Paul Kareem Tayyar
On Second Thought: Reflections on Charles Bukowski
It’s winter break for me, which means this is the rare week where I don’t need to sit up re-reading “A Clean Well Lighted Place” or “Babylon Revisited” in preparation for the next day’s class, or putting together essay questions for my students about the dominant themes in Whitman’s “Song of Myself.” It’s a great feeling, and I have found myself during these free nights reading a lot of Charles Bukowski, something which has been a bit of a surprise for me, considering I have mostly avoided Bukowski’s work over the past several years. I think this is mostly due to the fact that as the Demigod of the Los Angeles/Long Beach literary nexus, the unofficial Poet Laureate of the City of the Fallen Angels and its surrounding areas, the Drunken Prophet of the traffic-clogged freeways and thankless, underpaying wage slaves just happy to live near the beach, Bukowski’s work had been so hyped that I figured it would be impossible for him to live up to the “Genius” label that fellow writers and readers alike have bestowed upon him.
But as is often the case in the land of a thousand failed sitcoms, I could not have been more wrong.
This past Monday night I came across a Bukowski piece in a fantastic anthology edited by Ann Charters about the 1960s called The Portable Sixties Reader. The Bukowski selection was a short prose excerpt taken from 1969’s Notes of a Dirty Old Man, and it was nestled in alongside selections written by some of my literary heroes (Lawrence Ferlinghetti Diane Wakoski) among them, and so I figured maybe it was time to give Bukowski a shot. The piece was classic Bukowski: a down-on-his-luck Bukowski is working the graveyard shift at a gas station where his primary responsibility is to be willing and able to fire the shotgun stashed beneath the counter if any robber tries to hold up the place. The narrative has the usual Bukowski props—hookers-with-hearts-of-gold, clipped, Hemingway-esque snatches of dialogue, a subtle, dry wit—but it was the story’s final paragraph, where Bukowski begins to weep at the news that his former employer (who recently fired old Buk for letting the hookers have their run of the station) has died that so moved me I almost started to cry myself. Jesus, I had no idea he had this kind of heart, I thought to myself. No wonder everyone out here loves him.

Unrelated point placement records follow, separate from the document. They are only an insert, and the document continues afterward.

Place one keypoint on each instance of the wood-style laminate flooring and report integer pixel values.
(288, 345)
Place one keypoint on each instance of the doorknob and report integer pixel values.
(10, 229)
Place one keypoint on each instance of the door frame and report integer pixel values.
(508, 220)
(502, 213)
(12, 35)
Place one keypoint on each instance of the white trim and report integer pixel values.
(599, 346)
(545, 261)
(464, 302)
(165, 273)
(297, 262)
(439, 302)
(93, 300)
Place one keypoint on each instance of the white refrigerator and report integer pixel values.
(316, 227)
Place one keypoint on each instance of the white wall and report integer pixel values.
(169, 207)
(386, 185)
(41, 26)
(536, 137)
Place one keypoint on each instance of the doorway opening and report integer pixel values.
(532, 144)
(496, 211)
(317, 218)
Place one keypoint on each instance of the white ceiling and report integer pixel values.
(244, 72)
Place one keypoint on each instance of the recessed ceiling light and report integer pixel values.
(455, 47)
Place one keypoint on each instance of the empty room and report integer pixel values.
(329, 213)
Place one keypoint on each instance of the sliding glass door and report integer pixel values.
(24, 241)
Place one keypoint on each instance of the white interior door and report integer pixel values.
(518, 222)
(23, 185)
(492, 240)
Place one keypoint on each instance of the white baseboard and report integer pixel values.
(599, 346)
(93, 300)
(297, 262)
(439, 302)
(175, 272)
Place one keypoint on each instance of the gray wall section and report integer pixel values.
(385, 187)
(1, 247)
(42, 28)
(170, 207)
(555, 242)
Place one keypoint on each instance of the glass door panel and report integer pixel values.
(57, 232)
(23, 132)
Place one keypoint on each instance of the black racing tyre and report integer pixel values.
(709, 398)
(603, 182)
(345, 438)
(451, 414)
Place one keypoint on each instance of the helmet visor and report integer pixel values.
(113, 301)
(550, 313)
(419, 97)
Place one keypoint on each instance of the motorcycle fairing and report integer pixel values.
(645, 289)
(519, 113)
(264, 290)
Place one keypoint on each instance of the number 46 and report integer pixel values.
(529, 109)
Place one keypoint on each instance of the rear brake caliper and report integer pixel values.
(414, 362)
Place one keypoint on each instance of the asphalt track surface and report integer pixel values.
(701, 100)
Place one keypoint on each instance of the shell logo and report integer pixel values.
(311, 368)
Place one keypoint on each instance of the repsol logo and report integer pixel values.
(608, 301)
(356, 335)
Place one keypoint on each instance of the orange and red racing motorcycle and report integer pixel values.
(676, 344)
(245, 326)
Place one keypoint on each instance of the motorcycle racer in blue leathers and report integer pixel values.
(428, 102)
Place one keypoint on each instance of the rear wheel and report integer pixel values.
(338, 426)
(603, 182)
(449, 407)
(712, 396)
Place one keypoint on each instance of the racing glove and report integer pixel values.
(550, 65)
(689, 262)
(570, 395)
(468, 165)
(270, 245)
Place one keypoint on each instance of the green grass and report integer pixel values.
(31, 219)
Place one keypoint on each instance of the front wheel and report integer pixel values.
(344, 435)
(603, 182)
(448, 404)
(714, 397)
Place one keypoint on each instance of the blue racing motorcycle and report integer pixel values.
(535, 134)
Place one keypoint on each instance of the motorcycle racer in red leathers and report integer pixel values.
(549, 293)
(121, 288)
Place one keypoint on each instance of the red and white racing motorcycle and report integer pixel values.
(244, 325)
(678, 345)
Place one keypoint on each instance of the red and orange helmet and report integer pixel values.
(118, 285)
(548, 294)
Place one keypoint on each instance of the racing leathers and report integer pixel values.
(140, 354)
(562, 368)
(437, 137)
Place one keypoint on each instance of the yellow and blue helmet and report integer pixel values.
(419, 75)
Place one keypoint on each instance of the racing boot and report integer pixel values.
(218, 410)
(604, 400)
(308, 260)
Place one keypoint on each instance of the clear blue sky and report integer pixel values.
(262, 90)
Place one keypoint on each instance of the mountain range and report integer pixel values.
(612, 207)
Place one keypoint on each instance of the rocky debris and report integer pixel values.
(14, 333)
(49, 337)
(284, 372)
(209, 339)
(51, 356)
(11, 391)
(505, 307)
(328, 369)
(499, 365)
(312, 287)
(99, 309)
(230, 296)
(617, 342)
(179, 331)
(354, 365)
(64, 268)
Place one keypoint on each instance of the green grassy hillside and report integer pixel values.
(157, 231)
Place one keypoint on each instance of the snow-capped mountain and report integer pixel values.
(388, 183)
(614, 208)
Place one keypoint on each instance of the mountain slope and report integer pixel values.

And so I have spent the last two nights tearing through selections of his work that are included in the anthologies of poetry and fiction I have sitting around the house—books like Garrison Keillor’s wonderful Good Poems collections, Edward Field’s excellent A Geography of Poets—and I find that in each one of these books Bukowski’s stuff is as good as anyone’s. This realization has made me think that my several years’ resistance to Bukowski had a lot more to it than my simply being tired of hearing his name bandied about by breathless creative writing students. It probably also had something to do with my own prejudices as a reader and writer, particularly for the kind of enduring mythos that always seems to surround the hard-living, hard-drinking, eternally down on their luck souls like Bukowski, Kerouac, Cassady, et al—the sense that true authenticity is the exclusive domain of those who can’t keep a job or a woman and who never met a drink or a smoke or roadside motel they didn’t like. Why do these guys get to corner the market on authenticity? I would ask myself. Is a man any less authentic if he can hold a steady job, stay sober, keep off the smokes and treat a woman well? These past two nights of this impromptu, informal Charles Bukowski seminar of mine has made me face my own insecurities. Specifically, I have been guilty of doing exactly what I always tell my students to consistently avoid: don’t hold the artist’s personal lifestyle against him (or her) when reading their work (unless it’s Ezra Pound, that racist, anti-Semitic jerk). No, Bukowski’s work deserves better than that. The truth is that the guy was an incredible talent, and that his greatest stories and poems are almost as good as anything that Ernest Hemingway ever wrote. And the fact that Bukowski is buried less than an hour from where I live and that, when he was alive, he drove the same freeways that I do every day, means he’s family, one of ours, a torchbearer and chronicler of the Southern California that I love. In other words, I should stop holding his imperfections against him and start defending his work against the Eastern establishment who think the only good things that have ever come out of Southern California were film noir and Magic Johnson.